Les organismes gouvernementaux et non gouvernementaux des deux pays ont mis sur pied des lignes téléphoniques sans frais à l'intention des personnes préoccupées par le télémarketing frauduleux ou les plaintes en général du consommateur. Ces lignes servent à l'échange de renseignements dans un sens comme dans l'autre : les victimes peuvent obtenir de l'information précieuse sur la marche à suivre pour déposer efficacement une plainte ainsi que sur les moyens d'éviter la revictimisation, et les téléphonistes de tels services téléphoniques reçoivent des renseignements précieux et à jour sur les opérations de fraude en cours. Les organismes chargés de l'application de la loi peuvent ainsi utiliser cette information pour entamer ou orienter des enquêtes ou des procédures d'exécution. Les éducateurs peuvent également s'en servir pour mettre à jour leur matériel et leurs programmes de sensibilisation du consommateur. Comme l'information est donnée volontairement par des membres du public, il semblerait y avoir très peu de restrictions sur les fins auxquelles elle peut servir et les personnes à qui elle peut être communiquée.

L'unité responsable de « Phonebusters » (un projet conjoint de la Police provinciale de l'Ontario et des organismes fédéraux) et l'American National Fraud Information Center (NFIC), qui sont deux services nationaux, exploitent avec le concours de la FTC des services d'assistance téléphonique sans frais. De plus, la FTC a récemment mis sur pied un Consumer Response Centre. Les organismes américains téléchargent l'information qu'ils compilent dans le Telemarketing Complaint System (TCS), une base de données prise en charge par la FTC et la National Association of Attorneys General (NAAG). La FTC a récemment décidé, pour la première fois, d'autoriser le partage des données sur les plaintes recueillies grâce à son service d'assistance téléphonique avec les organismes canadiens chargés de l'application de la loi et les données canadiennes sont maintenant transférées dans le TCS. C'est là un progrès marqué car les organismes de deux pays seront plus en mesure de prendre connaissance des données tirées des plaintes et de prendre les mesures qui s'imposent, peu importe la provenance des plaintes.

« Prévention contre les opérations de vente sous pression »

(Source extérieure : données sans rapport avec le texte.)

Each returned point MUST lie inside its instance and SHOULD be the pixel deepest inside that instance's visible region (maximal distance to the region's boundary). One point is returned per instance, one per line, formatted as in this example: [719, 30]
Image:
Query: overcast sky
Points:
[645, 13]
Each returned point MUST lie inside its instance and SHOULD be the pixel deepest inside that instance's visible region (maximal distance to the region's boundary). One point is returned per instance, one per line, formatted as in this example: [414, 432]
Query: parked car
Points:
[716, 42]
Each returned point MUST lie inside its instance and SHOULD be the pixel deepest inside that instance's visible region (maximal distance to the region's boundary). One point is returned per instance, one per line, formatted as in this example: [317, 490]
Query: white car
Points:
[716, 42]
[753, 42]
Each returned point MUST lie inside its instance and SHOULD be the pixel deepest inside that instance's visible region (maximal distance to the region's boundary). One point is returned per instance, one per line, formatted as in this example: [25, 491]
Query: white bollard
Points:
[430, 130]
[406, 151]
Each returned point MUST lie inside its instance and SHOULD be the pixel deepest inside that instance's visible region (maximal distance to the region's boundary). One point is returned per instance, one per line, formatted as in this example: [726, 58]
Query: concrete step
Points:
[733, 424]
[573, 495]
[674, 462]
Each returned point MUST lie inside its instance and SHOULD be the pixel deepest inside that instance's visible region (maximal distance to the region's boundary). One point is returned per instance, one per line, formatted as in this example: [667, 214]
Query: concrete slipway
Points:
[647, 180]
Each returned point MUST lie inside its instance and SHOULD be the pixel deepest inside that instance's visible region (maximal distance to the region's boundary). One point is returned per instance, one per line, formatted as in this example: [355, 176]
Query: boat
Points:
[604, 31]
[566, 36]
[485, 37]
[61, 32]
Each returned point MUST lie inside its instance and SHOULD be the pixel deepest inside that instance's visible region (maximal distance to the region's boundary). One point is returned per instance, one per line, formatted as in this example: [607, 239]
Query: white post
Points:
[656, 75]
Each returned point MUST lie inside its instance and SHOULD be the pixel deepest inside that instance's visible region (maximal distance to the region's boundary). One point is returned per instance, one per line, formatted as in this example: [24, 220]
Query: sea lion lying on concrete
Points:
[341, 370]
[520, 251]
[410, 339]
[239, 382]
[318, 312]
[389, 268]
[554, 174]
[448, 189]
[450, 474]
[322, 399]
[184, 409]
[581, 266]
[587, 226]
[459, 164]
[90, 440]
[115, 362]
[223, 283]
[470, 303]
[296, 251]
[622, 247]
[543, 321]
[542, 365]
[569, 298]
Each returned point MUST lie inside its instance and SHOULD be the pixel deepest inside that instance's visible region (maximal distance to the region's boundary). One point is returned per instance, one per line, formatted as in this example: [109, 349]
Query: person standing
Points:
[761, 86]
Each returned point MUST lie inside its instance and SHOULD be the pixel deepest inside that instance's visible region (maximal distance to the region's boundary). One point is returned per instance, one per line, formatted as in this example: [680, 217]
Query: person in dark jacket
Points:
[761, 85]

Plus le message est destiné à un public cible précis, plus il peut être détaillé et efficace, ce qu'illustre la réussite des opérations de prévention contre la vente sous pression, au cours desquelles on utilise les mêmes moyens, pour communiquer avec les victimes, que ceux utilisés par les délinquants eux-mêmes : le téléphone. Les opérations de vente sous pression, en télémarketing, consistent en des offres présentées par de nombreux vendeurs à d'éventuelles victimes au téléphone, et les organismes chargés de l'application de la loi ainsi que les organismes de réglementation et de protection des consommateurs ont tous appliqué le même principe : des groupes de bénévoles se réunissent périodiquement pour appeler en grand nombre les personnes dont le nom paraît sur les « listes de gogos » ou sur les « listes de quémandages » saisies chez les délinquants. Ils peuvent mettre en garde les personnes avec qui ils communiquent contre le télémarketing frauduleux en général ou, si les circonstances le justifient, contre des combines frauduleuses de télémarketing alors en cours. Les communications individuelles permettent aux appelants de répondre aux questions ou de donner les renseignements dont l'interlocuteur a besoin. Les groupes qui mènent des activités de prévention contre les opérations de vente sous pression aux États-Unis signalent que les personnes contactées apprécient l'effort et l'information reçue. Le Groupe de travail encourage les organismes qui participent à ses délibérations à aider à l'élaboration et à la conduite d'activités futures de prévention contre les opérations de vente sous pression dans les deux pays.